HunyuanVideo is an open-source framework for large-scale video generation, aiming to match or exceed closed-source model performance. It targets researchers and developers in AI video generation, offering a robust foundation for creating high-quality, diverse, and text-aligned video content.
How It Works
HunyuanVideo employs a unified architecture for image and video generation using a Transformer with Full Attention. It utilizes a "Dual-stream to Single-stream" approach, processing modalities separately before fusing them.
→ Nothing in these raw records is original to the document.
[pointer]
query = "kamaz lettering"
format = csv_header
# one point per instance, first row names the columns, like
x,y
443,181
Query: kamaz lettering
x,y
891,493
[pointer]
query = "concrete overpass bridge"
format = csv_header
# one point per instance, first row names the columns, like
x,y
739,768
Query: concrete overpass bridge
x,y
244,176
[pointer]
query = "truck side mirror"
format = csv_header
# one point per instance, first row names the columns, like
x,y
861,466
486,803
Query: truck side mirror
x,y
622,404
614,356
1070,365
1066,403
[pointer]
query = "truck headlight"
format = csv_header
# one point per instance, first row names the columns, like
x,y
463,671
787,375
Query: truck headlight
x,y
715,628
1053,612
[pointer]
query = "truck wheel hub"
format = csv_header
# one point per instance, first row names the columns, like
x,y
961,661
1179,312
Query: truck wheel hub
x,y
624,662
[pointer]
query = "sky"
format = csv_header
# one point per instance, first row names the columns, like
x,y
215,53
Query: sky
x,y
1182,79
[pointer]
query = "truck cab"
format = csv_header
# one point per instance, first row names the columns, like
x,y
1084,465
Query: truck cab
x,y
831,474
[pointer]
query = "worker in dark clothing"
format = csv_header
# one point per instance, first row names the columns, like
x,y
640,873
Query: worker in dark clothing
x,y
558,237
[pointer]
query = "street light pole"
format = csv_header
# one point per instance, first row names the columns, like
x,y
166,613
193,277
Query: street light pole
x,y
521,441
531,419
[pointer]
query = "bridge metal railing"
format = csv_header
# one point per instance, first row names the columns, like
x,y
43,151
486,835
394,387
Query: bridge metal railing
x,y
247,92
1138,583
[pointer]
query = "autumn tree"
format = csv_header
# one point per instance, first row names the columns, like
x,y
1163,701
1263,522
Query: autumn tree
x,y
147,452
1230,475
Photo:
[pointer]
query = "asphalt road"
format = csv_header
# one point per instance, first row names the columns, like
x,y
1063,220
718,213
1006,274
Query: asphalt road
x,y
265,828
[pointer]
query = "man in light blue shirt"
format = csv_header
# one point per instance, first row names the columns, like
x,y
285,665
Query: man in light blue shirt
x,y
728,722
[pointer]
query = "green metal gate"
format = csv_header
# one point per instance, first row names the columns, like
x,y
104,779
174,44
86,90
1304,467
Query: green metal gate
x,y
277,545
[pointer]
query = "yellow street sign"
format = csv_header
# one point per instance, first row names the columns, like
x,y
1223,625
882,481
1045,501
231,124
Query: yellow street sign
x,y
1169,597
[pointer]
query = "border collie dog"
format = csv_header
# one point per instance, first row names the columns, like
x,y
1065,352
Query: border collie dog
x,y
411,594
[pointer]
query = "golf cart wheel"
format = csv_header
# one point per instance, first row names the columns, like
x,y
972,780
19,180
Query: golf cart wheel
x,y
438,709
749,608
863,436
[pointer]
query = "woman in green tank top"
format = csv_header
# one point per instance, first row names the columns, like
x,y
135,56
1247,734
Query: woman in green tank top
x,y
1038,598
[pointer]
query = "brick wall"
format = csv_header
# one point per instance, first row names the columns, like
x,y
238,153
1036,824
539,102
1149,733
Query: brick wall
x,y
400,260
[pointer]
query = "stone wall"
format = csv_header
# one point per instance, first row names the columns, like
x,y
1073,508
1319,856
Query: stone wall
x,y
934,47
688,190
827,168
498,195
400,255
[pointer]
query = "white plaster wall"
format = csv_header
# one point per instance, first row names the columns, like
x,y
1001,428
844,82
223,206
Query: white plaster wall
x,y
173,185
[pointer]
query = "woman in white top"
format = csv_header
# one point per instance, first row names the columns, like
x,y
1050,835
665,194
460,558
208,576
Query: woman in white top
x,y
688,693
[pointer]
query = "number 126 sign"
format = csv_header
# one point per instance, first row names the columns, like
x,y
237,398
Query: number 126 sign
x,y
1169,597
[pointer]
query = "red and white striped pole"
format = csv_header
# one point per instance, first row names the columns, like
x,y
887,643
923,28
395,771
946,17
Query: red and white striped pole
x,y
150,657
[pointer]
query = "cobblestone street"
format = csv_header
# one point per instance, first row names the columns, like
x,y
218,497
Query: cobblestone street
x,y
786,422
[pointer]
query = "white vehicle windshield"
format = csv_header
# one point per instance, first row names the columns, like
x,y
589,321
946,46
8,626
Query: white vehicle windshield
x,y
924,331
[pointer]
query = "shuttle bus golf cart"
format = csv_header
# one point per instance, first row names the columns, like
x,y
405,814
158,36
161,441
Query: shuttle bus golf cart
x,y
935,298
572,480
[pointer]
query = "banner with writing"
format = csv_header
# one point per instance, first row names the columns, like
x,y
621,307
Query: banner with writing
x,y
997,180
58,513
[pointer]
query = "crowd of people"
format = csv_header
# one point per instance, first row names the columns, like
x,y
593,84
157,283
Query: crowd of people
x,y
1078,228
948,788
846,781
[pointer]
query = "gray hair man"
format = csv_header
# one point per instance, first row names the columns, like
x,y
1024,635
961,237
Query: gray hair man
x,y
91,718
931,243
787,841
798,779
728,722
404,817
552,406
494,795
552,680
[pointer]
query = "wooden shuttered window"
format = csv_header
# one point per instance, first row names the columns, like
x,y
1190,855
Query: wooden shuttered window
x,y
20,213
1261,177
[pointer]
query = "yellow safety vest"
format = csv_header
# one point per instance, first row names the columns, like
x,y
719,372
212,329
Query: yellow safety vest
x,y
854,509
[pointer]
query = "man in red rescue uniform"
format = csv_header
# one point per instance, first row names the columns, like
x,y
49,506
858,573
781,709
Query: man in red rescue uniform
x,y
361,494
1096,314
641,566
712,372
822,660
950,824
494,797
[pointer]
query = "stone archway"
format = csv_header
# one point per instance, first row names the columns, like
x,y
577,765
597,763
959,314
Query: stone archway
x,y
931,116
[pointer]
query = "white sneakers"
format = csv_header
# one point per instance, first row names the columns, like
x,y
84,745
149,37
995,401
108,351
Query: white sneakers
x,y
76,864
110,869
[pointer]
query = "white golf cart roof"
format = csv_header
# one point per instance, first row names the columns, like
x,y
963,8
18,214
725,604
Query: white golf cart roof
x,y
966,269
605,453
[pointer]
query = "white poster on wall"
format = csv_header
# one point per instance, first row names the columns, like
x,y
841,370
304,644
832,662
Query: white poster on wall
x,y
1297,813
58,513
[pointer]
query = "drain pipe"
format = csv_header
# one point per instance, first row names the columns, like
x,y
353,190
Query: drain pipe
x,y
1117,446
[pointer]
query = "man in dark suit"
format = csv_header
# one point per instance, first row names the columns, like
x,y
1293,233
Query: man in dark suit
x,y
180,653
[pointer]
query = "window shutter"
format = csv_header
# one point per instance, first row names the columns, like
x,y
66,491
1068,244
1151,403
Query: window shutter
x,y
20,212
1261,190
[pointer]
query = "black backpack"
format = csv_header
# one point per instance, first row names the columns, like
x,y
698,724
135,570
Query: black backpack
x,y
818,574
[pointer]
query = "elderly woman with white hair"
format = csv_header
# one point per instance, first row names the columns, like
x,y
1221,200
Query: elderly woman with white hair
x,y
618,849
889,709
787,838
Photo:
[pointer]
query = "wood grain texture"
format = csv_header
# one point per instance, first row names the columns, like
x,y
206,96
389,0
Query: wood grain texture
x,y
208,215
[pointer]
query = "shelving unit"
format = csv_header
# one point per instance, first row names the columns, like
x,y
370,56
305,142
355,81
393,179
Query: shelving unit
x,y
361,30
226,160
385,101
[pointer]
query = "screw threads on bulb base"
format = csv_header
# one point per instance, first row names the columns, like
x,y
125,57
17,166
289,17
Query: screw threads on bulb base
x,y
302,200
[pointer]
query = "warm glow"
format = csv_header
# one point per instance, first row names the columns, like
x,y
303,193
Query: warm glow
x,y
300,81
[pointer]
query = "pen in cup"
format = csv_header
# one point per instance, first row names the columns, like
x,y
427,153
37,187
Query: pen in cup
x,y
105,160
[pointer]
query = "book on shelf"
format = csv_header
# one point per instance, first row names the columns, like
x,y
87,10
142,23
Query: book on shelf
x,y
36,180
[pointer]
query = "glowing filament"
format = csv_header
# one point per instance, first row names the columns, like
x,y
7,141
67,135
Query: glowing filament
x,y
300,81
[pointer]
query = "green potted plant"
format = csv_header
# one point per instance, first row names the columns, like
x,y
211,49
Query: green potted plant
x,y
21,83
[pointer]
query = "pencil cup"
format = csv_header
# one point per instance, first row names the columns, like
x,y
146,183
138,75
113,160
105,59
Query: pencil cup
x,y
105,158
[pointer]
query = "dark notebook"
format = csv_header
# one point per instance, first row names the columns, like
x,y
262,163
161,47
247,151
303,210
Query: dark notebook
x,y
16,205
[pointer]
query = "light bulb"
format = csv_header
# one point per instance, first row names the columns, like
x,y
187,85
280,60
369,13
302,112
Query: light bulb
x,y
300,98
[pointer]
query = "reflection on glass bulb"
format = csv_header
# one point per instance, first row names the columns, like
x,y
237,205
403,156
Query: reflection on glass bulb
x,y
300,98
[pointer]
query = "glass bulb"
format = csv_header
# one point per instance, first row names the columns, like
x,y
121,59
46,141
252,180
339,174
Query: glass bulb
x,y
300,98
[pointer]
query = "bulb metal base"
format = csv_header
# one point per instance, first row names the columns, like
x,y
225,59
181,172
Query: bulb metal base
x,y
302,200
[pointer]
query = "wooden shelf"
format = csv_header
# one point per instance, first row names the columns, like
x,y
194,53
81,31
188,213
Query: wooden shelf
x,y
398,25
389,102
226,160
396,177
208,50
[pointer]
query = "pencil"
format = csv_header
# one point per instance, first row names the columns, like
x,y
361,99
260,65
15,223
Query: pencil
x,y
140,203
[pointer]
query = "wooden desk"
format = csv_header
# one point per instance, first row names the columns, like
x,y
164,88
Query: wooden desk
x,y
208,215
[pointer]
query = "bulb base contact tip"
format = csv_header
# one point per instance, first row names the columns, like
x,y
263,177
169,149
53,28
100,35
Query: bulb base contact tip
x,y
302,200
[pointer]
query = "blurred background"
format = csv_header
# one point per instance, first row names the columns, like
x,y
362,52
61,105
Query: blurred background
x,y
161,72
A key innovation is the use of a Decoder-Only MLLM as a text encoder, offering improved image-text alignment and detail description over traditional CLIP or T5 encoders. Video compression is handled by a 3D VAE with CausalConv3D, reducing token count for efficient diffusion transformer processing.
Quick Start & Requirements
- Install: Clone the repo, create a conda environment, install PyTorch (CUDA 11.8 or 12.4), flash-attention, and other dependencies via
requirements.txt
.
- Prerequisites: NVIDIA GPU with CUDA 11.8/12.4+, Python 3.10.9.
- Hardware: Minimum 45GB GPU memory for 544x960x129f, 60GB for 720x1280x129f. 80GB recommended. Linux OS.
- Links: Project Page, Paper, Diffusers Integration.
Highlighted Details
- Outperforms leading closed-source models in human evaluations, particularly in motion quality.
- Offers FP8 quantized weights for reduced GPU memory usage.
- Supports parallel inference via xDiT for multi-GPU acceleration.
- Includes a prompt rewrite module for enhanced text-to-video alignment.
- Released an Image-to-Video (I2V) model based on the same framework.
Maintenance & Community
- Active development with recent releases including FP8 weights and Diffusers integration.
- Community contributions are highlighted, including ComfyUI wrappers and optimization projects.
- Links to WeChat and Discord are available for community engagement.
Licensing & Compatibility
- The repository itself is not explicitly licensed in the README. Model weights are available on Hugging Face.
- Compatibility for commercial use or closed-source linking is not specified.
Limitations & Caveats
- The README mentions a "fast version" used for current releases, which differs from the "high-quality version" used in benchmark evaluations, implying potential quality trade-offs in the released model.
- Installation can be complex, with specific CUDA and PyTorch version requirements and potential float point exceptions requiring troubleshooting.